Corak demokrasi Indonesia sudah keluar dari jalur. Terjalnya sistem demokrasi yang dimimpikan itu ternyata tak mudah mendaki kesuksesan. Bayangkan saja, sejak 8 tahun rezim berkuasa rentetan peristiwa kriminal- persekusi terjadi.
Diawal kekuasaan rezim, Ustad Abdul Somad mengalami penolakan dimana-mana, Fahri Hamzah dibandara Sam Ratu Langi Manado diganyang Sajam, Habib Rizieq Shihab dikuntit-ditembaki, hampir terbunuh di KM50, Amien Rais ditembaki rumah dan demoruwat, Rocky Gerung dilarang-dibatalkan oleh kampus yang hendak berikan kuliah akal sehat hingga didemo massa.
Kali ini, Bupati Tanah Laut melarang Muhaimin Iskandar alias Cak Imin membuka acara MTQ Internasional. Dugaannya, hal itu terjadi karena bersenyawa antara partai dengan rezim. Berkolaborasi untuk persekusi. Lantaran khawatir ada agenda politik.
Persekusi itu tanda kematian demokrasi. Ya bisa mati karena kudeta, persekusi, totalitarian dan kritik dilaporkan. Kematian itu bisa tak disadari ketika terjadi selangkah demi selangkah, dengan terpilihnya pemimpin otoriter seperti rezim yang menyalahgunakan kewenangan kekuasaan pemerintah, dan penindasan total atas oposisi. Hal itu sedang terjadi sekarang, dan kita semua mesti mengerti bagaimana cara hentikan.

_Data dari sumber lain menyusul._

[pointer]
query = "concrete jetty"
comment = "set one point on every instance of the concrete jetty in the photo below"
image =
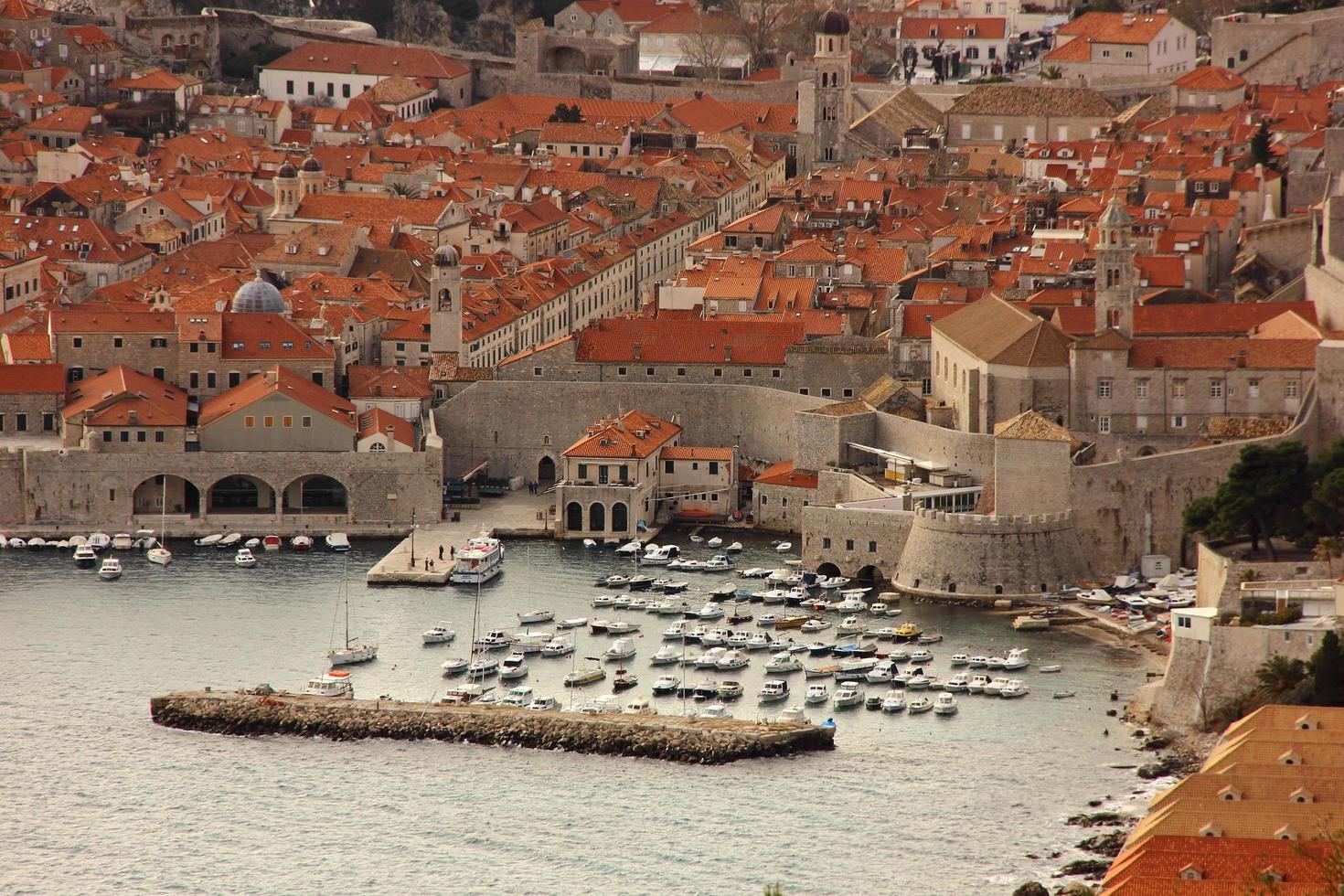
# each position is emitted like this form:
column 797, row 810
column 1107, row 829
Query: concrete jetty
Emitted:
column 515, row 515
column 651, row 736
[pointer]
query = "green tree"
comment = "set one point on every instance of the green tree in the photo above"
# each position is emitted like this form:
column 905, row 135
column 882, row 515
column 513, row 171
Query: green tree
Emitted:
column 1280, row 677
column 1327, row 667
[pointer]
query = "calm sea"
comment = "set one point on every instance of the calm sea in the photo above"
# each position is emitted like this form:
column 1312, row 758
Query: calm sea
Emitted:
column 94, row 798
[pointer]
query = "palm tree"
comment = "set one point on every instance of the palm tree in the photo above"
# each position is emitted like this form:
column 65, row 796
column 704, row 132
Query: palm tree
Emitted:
column 1327, row 549
column 1280, row 676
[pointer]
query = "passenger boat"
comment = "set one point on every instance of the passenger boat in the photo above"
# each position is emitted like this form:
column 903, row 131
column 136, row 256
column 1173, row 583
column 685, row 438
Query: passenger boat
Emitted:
column 443, row 633
column 85, row 557
column 514, row 667
column 331, row 684
column 477, row 561
column 558, row 646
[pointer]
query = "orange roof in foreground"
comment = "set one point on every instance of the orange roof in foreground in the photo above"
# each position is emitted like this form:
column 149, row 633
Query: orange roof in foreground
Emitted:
column 632, row 434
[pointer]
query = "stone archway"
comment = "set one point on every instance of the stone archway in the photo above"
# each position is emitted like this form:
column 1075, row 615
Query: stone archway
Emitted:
column 240, row 493
column 165, row 493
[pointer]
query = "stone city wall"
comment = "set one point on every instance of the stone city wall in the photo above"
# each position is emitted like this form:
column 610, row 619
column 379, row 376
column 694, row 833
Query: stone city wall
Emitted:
column 517, row 425
column 42, row 491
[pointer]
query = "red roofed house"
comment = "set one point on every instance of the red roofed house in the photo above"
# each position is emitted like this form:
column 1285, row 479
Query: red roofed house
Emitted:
column 1123, row 43
column 628, row 470
column 30, row 400
column 342, row 71
column 123, row 410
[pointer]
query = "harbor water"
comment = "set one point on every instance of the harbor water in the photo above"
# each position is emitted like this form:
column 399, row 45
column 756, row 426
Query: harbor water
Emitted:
column 94, row 798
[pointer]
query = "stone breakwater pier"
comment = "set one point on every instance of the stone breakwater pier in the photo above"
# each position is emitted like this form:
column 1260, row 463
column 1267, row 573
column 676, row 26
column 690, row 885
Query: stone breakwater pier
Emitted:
column 649, row 736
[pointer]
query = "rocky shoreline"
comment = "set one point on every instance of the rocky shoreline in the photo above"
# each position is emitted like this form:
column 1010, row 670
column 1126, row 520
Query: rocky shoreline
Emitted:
column 687, row 741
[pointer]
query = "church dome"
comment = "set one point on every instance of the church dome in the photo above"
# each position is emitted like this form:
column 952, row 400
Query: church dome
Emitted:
column 258, row 297
column 445, row 255
column 834, row 23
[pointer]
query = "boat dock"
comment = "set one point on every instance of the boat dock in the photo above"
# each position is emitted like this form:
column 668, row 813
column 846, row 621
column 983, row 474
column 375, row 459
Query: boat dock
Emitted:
column 651, row 736
column 514, row 515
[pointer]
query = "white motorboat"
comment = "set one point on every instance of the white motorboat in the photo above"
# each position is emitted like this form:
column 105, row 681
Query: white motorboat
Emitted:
column 477, row 561
column 851, row 624
column 483, row 669
column 331, row 684
column 731, row 661
column 783, row 663
column 620, row 649
column 85, row 557
column 995, row 687
column 443, row 633
column 558, row 646
column 519, row 696
column 514, row 667
column 664, row 656
column 848, row 695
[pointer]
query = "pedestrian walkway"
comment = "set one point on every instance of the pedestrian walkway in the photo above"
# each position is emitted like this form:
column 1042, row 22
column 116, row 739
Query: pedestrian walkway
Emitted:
column 425, row 557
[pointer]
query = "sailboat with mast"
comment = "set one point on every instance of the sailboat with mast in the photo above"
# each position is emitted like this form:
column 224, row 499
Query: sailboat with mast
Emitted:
column 159, row 554
column 351, row 653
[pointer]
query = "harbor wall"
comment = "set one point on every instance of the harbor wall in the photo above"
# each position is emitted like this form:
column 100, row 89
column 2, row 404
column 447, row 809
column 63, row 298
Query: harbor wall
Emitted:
column 515, row 425
column 51, row 491
column 674, row 739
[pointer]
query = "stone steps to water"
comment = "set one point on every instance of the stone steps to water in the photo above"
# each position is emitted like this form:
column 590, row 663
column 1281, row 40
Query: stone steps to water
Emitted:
column 651, row 736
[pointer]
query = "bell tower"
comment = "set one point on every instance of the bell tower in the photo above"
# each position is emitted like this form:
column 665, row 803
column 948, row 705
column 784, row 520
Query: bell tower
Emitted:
column 1115, row 301
column 445, row 301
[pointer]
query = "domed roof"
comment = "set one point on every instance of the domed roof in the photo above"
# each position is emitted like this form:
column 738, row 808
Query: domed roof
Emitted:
column 258, row 297
column 834, row 22
column 446, row 255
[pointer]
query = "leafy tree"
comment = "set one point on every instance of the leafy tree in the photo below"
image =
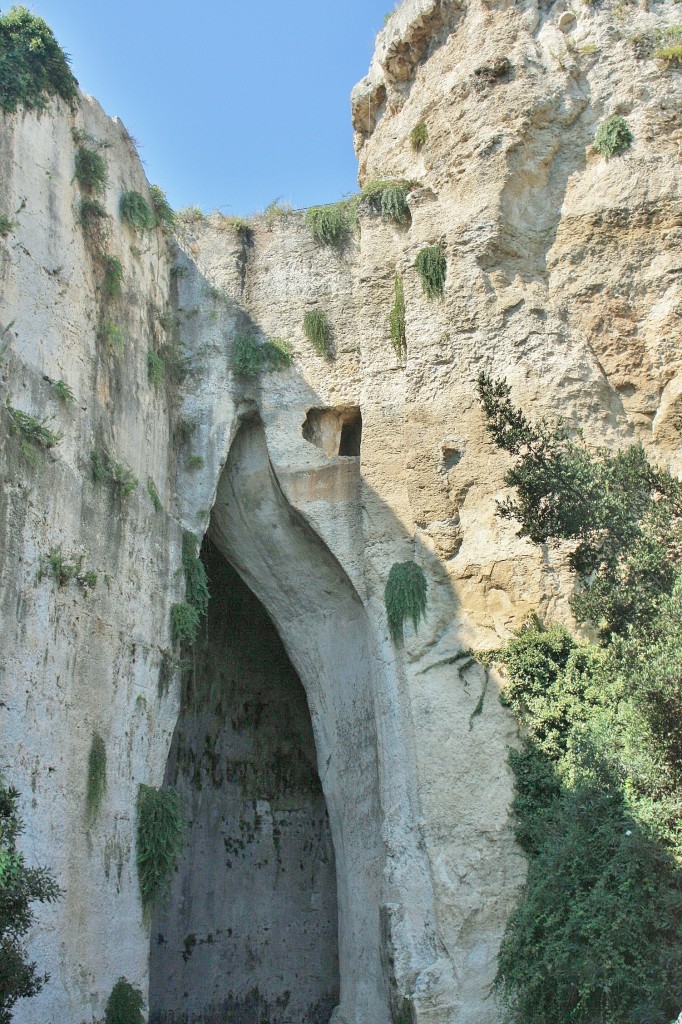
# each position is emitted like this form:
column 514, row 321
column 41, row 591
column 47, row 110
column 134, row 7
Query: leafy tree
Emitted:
column 624, row 514
column 597, row 933
column 19, row 886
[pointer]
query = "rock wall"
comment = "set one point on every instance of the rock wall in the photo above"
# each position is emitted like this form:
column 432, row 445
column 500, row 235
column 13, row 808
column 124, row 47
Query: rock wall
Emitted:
column 562, row 275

Dalam buku Harvard Steven Levitsky dan Daniel Ziblatt menerangkan kerusakan rezim karena pemimpin otoriter–totalitarian dalam menghadapi krisis besar. Kita harus penuh kewaspadaan dalam sistem demokrasi tetapi totalitarian.
Hambatan perbaiki demokrasi yang terancam, adalah rezim pemerintah, partai politik, dan individu yang memiliki hati–pikiran yang rusak. Sejarah tak berulang. Kita bisa lindungi demokrasi dengan belajar dari sejarah, sebelum terlambat.[]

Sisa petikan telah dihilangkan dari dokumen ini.